Thursday, December 12, 2013

Teaching at Bunda College



Eric is giving two classes now in R statistics, and I am guest lecturing in the Crop Ecology class.  Not that I am such an expert on Malawian agroecosystems; I'm doing the basics like nutrient cycling, food webs, and natural selection.   The class is run by Dr. Wezi Mhango, who Eric had met previously in his Lynch lab projects.  (She did her Ph.D. at Michigan State under the first post-doc of Jonathan Lynch, Eric's Ph.D. and post-doc advisor.  Eric says that makes them academic cousins, or something.)

I told Wezi I didn't want to be "stepping on her toes" but she says she's glad of the help.  In the last two years, the size of the incoming class has been at least twice what it usually was in the past.  However, the size of the faculty has stayed the same.  So the professors are suddenly seeing class sizes double, and don't seem inclined to turn down help when a stray ecology professor knocks on the door asking to work for free.  Another professor told us that the class size increases can be traced back to the previous president of Malawi, who was very determined to expand and improve education.  However, education does not seem to be as high a priority for the current president, so now the college is dealing with increased numbers but isn't seeing the money coming from the government that is needed to deal with it adequately.

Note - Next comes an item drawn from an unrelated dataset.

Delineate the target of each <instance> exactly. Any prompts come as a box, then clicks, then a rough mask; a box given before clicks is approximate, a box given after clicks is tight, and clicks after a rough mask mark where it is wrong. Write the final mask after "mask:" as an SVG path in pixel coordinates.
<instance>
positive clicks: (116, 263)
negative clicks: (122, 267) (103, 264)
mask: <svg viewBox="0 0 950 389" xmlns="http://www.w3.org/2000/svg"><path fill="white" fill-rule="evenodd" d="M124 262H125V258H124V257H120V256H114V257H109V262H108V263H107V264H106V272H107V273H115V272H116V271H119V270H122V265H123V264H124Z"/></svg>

Campus has a lot of beautiful flowering trees and shrubs, though some people fear that these will be lost as the college must expand its classroom space to keep up with student numbers. 
When we ate with the Maliros on Saturday, we asked their son Prov how things are going.  He's a first-year student in agricultural engineering.  He's in some really big classes which are held in the marquee (the big white tent that they use since they're short of classroom space).  He says it gets pretty hot in there, with several hundred students packed in.  He says it's a fairly regular occurrence to have students faint from the heat.  Last week a girl fainted and fell into a fan - sounded like she might have lost a finger. 


I have found the students to be very motivated; they pay attention in class, copy down every word on my teaching slides, and respond to the questions I ask.  You get the impression that many of them are not taking the chance of a college education for granted.  True, there are those who skip class - students are students no matter where you are, I guess!

On the other hand, there are some problems here that I haven't encountered in the US.  The class schedule has just undergone what I hope is the last change, two weeks after it started.  (Changing the schedule of a course midstream don't seem to be as difficult as you might think. All the students in a given major and year take all the same classes, so if the new time works for one student it works for them all. In fact, if you fail one class you have to repeat the whole year's schedule!)  Crop Ecology meets three times a week, at a different hour and in a different place every time.  The classroom assigned for Thursday is too small so Moses recommended that I just strike  out with the class to find a larger room that didn't seem to be in use.   I haven't been that bold yet.

Things like that can lead to trouble: yesterday Eric found the room he thought he was supposed to use already occupied by another class, so he had to find something else at the last minute.  But while Eric felt a little frazzled by that whole thing, his students didn't seem fazed at all - someone chalked a note on the sidewalk outside the first room announcing the new room, and off they went.


Lecturing here doesn't worry me a bit - it's getting ready to start.  Will I be in the right place at the right time?  Will I be in the right place at the right time but still find another class has settled there?  Will the students find chairs?  Will there be a projector available?   If I find a projector, will it work?  (Some of the department projectors have very touchy cables, and one of them doesn't transmit any red so the colors are mangled.)   Will the electricity go off?  So far I've been lucky there  - no power outages while I'm teaching.  I'm too new to know which classrooms are on the generator and which aren't.  I always come with chalk and written notes just in case.

If I want chalk, I have to bring it with me from the department office - nobody leaves it in the classroom because it will disappear.  Another thing you'll never find in a classroom is enough chairs.  So it's hard to get started on time because for the first five or ten minutes the students who have been wandering around looking for chairs are straggling in with whatever they've found to sit on.  Again, this doesn't seem to faze the students at all.

The written exercise I assigned a couple Fridays ago was done in groups.  Normally when I do this I circulate among the groups to monitor how things are going.  This doesn't work very well when the groups are all speaking Chichewa!  I don't know how they manage to discuss the assignment in one language and write it down in another, but they do.  English is the official language of instruction in any level beyond primary, so at least I didn't have to grade any Chichewa papers!

Another difference here is the scarcity of textbooks.  There are some in the library but tend to be few and outdated.   I'm planning to leave my ecology text here - some students asked me if I could leave it at the library for them to look at.  When Eric went to the library yesterday to leave the books he brought on plant roots and on using R, the librarian told him their acquisition budget is about $7000 a year - not much, when you consider the price of technical books and texts, as well as the fact that anything they buy has to be shipped in from out of the country.  It made me think of all the textbooks sent by publishing companies as free samples to professors in the US, many of which never get used.